You may have heard this phrase before, but it’s certainly not outdated. Much like the healthcare sector, content has evolved to include blogs, articles, videos, podcasts, photos, interactive pieces, you name it. There’s so much good content out there, it’s like holding four of a kind in a poker match (kings, of course). Remember to consider each network’s audience when posting certain types of content, and mix it up periodically. Don’t get stuck posting links to blog posts on Facebook every day. While links have a lot of success, you can fall on stale grounds with your followers. Throw a video post in there, followed by a curated piece, then a photo, and so on. Sharing dynamic content will not only keep your audience engaged, but it will help develop a positive online reputation for your healthcare organization.

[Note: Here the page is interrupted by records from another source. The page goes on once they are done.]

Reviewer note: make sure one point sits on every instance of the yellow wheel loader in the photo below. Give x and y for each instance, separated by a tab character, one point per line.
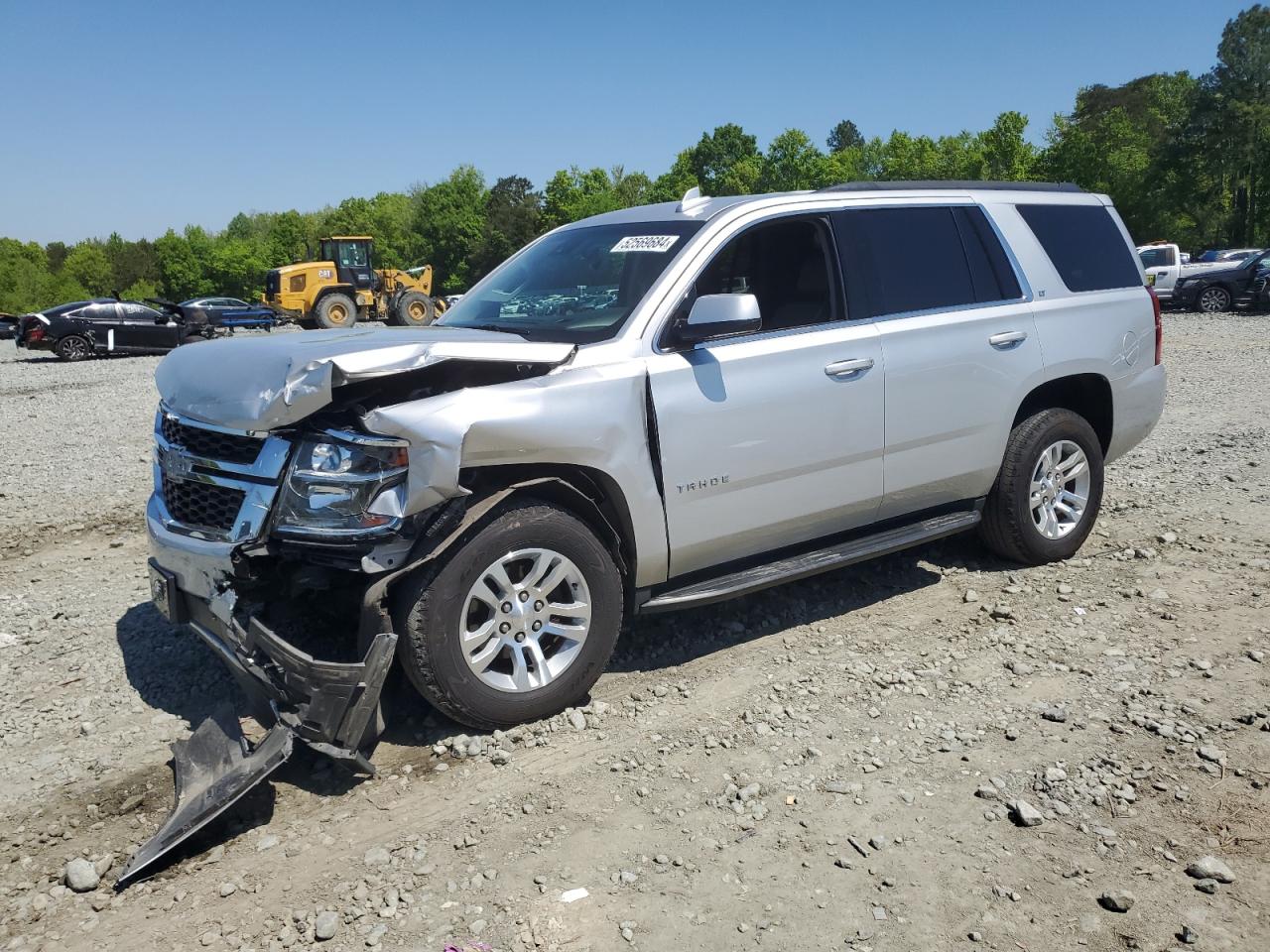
343	289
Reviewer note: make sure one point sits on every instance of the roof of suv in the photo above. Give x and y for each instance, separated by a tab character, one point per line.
706	207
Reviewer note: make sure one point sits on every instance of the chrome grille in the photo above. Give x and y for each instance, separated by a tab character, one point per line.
214	483
211	444
202	506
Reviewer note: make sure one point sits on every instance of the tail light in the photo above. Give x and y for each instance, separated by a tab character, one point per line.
1160	325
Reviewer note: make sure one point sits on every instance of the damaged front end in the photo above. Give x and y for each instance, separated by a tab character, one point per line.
276	540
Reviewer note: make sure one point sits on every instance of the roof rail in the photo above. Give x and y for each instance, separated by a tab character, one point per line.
953	182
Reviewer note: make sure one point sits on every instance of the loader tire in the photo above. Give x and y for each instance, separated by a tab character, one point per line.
414	309
335	311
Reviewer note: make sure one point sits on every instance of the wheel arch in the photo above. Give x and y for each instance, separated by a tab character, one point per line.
589	494
1086	394
327	290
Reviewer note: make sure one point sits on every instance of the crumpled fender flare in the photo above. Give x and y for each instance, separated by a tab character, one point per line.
465	513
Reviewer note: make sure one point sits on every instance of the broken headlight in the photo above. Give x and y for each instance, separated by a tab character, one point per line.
343	484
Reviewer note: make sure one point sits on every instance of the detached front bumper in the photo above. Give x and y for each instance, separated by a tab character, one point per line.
330	706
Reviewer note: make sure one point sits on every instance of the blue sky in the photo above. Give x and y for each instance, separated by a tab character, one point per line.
136	116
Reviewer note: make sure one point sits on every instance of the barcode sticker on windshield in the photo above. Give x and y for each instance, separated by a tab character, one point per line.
644	243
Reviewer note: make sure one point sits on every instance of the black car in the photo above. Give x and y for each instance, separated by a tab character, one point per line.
104	326
229	312
1222	289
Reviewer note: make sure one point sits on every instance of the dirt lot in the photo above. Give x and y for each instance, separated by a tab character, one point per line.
834	765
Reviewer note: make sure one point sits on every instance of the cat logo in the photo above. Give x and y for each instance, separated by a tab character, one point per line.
703	483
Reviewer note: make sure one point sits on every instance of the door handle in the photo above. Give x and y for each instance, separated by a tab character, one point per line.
847	368
1007	339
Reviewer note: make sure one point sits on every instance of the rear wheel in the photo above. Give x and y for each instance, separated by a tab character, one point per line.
1214	299
335	311
515	625
73	348
1049	489
414	309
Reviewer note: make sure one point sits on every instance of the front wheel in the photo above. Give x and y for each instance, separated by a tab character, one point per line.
73	348
1214	299
1048	493
517	624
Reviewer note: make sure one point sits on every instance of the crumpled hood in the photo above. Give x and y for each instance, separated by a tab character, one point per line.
261	384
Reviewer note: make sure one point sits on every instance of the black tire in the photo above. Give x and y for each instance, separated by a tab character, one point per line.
413	308
335	311
1007	527
73	347
429	616
1214	299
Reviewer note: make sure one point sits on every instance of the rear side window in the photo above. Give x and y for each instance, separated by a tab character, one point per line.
921	259
1083	243
1157	257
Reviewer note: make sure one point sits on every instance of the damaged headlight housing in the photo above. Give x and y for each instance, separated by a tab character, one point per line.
343	484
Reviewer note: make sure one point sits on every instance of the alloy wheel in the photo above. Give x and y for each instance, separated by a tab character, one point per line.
1060	489
525	620
1214	301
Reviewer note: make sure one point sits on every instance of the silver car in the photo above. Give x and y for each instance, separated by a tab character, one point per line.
743	391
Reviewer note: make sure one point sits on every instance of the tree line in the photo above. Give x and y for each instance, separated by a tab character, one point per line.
1185	158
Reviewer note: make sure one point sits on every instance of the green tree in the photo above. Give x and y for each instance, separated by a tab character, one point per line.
513	217
844	135
726	162
1239	89
671	185
87	266
449	221
181	275
1007	157
572	194
1116	141
792	164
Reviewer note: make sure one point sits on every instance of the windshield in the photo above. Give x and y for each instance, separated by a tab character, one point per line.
576	286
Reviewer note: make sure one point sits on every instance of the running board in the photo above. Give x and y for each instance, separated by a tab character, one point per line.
801	566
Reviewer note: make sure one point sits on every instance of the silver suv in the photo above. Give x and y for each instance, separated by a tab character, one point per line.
652	409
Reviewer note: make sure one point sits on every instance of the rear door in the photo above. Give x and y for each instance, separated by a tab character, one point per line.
1162	266
957	338
771	438
141	329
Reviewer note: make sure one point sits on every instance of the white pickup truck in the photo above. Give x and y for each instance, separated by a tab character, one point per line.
1165	263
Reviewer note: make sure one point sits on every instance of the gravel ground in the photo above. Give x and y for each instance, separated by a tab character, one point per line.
929	752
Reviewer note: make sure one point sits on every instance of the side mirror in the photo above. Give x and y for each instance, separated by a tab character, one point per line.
714	316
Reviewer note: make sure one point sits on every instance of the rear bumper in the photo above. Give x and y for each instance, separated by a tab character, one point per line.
1184	298
1138	404
333	706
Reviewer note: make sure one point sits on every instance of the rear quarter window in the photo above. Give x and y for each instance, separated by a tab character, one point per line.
1084	245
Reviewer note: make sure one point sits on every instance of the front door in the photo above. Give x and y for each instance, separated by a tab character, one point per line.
353	264
1162	267
771	438
143	329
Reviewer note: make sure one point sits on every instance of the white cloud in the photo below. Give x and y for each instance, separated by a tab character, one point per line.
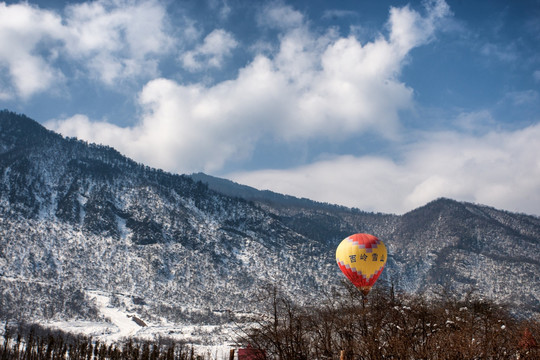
111	39
500	169
117	39
22	29
314	87
216	45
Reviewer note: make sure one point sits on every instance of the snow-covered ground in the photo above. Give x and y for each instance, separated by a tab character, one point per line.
118	324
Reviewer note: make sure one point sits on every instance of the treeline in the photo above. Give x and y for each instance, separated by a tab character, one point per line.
390	325
33	342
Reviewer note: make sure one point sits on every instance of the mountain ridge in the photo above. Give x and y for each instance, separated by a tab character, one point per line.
77	216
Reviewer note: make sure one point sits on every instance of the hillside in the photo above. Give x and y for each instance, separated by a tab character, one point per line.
78	219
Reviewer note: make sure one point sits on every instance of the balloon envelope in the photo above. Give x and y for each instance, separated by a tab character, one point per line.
361	257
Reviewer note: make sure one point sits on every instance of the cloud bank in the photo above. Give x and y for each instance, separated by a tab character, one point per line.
499	169
310	87
314	86
107	40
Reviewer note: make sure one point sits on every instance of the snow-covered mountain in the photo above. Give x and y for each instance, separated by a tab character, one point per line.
78	219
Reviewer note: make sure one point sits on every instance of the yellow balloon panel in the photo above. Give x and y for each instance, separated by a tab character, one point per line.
361	257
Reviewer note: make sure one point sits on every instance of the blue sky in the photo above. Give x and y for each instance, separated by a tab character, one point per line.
378	105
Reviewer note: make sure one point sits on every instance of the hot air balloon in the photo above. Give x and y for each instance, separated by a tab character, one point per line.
361	257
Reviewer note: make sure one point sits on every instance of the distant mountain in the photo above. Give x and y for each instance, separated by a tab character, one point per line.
79	218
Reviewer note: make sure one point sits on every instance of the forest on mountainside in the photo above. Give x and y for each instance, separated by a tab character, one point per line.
386	325
390	325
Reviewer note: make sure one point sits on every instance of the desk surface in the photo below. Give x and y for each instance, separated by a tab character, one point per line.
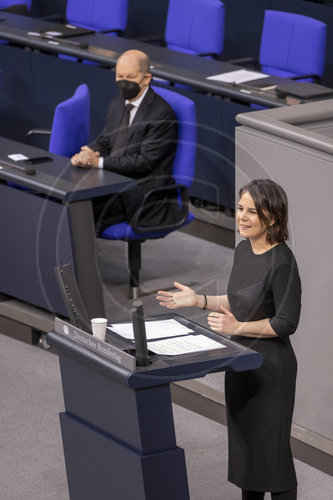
161	368
58	178
167	64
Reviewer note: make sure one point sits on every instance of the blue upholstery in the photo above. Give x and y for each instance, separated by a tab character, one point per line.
292	45
183	173
8	3
195	26
71	123
98	15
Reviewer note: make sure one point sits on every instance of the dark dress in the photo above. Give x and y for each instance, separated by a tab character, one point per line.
260	402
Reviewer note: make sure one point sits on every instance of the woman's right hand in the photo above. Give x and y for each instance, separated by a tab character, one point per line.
172	300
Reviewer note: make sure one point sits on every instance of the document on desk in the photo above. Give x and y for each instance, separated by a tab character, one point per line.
154	329
183	345
237	77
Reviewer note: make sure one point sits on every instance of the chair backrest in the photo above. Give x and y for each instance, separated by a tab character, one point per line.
4	4
184	109
98	14
195	26
71	123
292	45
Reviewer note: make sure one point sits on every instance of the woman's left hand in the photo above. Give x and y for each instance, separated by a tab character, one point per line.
224	322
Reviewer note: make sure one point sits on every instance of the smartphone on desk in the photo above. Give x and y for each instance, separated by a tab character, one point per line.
39	159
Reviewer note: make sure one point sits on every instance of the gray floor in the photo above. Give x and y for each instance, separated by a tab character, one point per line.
32	464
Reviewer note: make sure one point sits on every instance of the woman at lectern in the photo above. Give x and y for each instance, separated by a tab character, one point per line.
260	310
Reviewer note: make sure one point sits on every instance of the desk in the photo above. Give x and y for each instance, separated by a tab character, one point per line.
48	225
167	64
117	429
27	73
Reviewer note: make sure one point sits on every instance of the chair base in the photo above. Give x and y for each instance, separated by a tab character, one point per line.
134	292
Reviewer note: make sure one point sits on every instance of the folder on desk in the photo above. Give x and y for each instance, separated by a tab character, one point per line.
64	31
303	90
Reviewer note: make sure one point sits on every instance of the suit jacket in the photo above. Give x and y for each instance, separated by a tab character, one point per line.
147	156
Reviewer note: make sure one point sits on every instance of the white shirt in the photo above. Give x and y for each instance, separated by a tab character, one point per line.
133	112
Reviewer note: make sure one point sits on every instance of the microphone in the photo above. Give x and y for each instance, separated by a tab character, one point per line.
26	170
139	329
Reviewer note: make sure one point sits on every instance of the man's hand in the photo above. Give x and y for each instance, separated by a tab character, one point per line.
87	158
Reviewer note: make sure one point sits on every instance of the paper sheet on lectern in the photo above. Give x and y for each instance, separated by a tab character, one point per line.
154	329
184	345
239	76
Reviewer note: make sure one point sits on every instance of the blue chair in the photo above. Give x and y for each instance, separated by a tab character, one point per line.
71	124
292	46
21	7
99	15
195	27
183	173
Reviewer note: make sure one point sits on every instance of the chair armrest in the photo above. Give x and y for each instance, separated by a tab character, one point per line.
206	54
315	78
182	191
38	131
56	18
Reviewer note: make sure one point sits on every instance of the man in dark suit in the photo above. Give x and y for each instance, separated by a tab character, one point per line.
139	140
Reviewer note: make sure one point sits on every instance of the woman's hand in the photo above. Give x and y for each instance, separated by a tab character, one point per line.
172	300
224	322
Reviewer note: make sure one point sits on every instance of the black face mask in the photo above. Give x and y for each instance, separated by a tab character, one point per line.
128	89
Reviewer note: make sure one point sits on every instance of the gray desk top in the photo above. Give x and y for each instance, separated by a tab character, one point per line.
58	178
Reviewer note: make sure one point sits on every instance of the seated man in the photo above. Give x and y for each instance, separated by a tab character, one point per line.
139	140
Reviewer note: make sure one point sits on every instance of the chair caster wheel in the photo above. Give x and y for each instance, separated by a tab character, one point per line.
42	342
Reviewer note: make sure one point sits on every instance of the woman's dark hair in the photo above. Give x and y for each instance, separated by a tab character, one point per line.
271	202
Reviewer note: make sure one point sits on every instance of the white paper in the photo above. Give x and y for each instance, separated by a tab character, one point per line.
17	157
238	76
154	329
183	345
53	33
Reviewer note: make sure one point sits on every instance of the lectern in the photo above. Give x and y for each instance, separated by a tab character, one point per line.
118	429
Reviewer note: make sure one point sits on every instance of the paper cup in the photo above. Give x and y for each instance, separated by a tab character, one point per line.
99	328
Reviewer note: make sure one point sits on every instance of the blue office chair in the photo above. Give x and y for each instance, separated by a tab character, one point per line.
292	46
195	27
71	124
99	15
183	173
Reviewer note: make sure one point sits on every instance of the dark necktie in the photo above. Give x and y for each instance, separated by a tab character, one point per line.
121	139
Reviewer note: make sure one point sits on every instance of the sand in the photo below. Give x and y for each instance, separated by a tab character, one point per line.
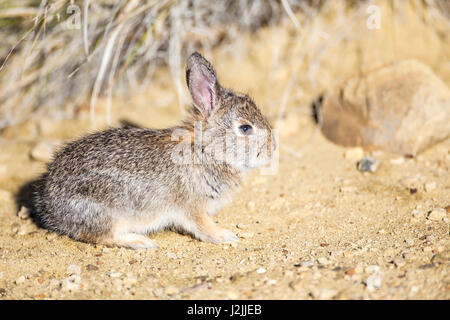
316	229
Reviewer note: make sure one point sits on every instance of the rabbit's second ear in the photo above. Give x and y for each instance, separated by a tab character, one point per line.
202	83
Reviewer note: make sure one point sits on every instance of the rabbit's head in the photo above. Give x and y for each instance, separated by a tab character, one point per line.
234	131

4. Get the most out of your social media efforts.
Getting your healthcare social media strategy into motion is a great first step in leveraging the 2.46 billion people on social networks, but it has so much more to offer, like paid advertising. Mixing in paid social media posts allows you to specifically target your ideal client base. Have a pediatrics practice? Think about adding men and women with children in their household to your target market. The Social Media Examiner breaks down how to build specialized audiences for Facebook and Instagram, showing you how simple and granular targeting can be through social media advertising.Of course, if you’re going to put so much research into your organic posting, don’t be shy on the details of your paid ones. Approach every paid post, whether it’s a boosted post or a full-blown ad campaign, similarly to any paid marketing campaign—with a locked down budget and distribution strategy.
5. Please the HIPAA Hippo.
Always consider the risk of HIPAA violations when posting on social media. If you post photos or videos of your office and/or staff (which is highly recommended in building trust), be sure to examine each post for possible patient information. If there is a patient standing in the background of your photo, even partially shown, you have to have their permission in writing to post. Good thing we’re an online form builder, right? Think about having a social media consent form on hand that will give you permission to have patients shown in images or videos, or even better, to post patient success stories from your practice. Other common HIPAA violations on social media include mentioning patient admission dates or addressing a patient’s health concerns in a public message or comment. HIPAA compliance doesn’t just refer to your practice’s posts or pages. Employees of your healthcare organization need to be careful with their personal postings as well. Needless to say, if you question whether something may or may not violate HIPAA compliance and don’t have legal patient consent, don’t post it. While maintaining a HIPAA compliant practice sets limitations, it’s actually quite simple to adhere to the regulations while also giving you the opportunity to build strong relationships and a positive online reputation. The best healthcare organizations on social media are committed to storytelling, educating their audience, providing dynamic content and presenting themselves as a reliable source online. You are in control of your own success, so it’s important to plan ahead.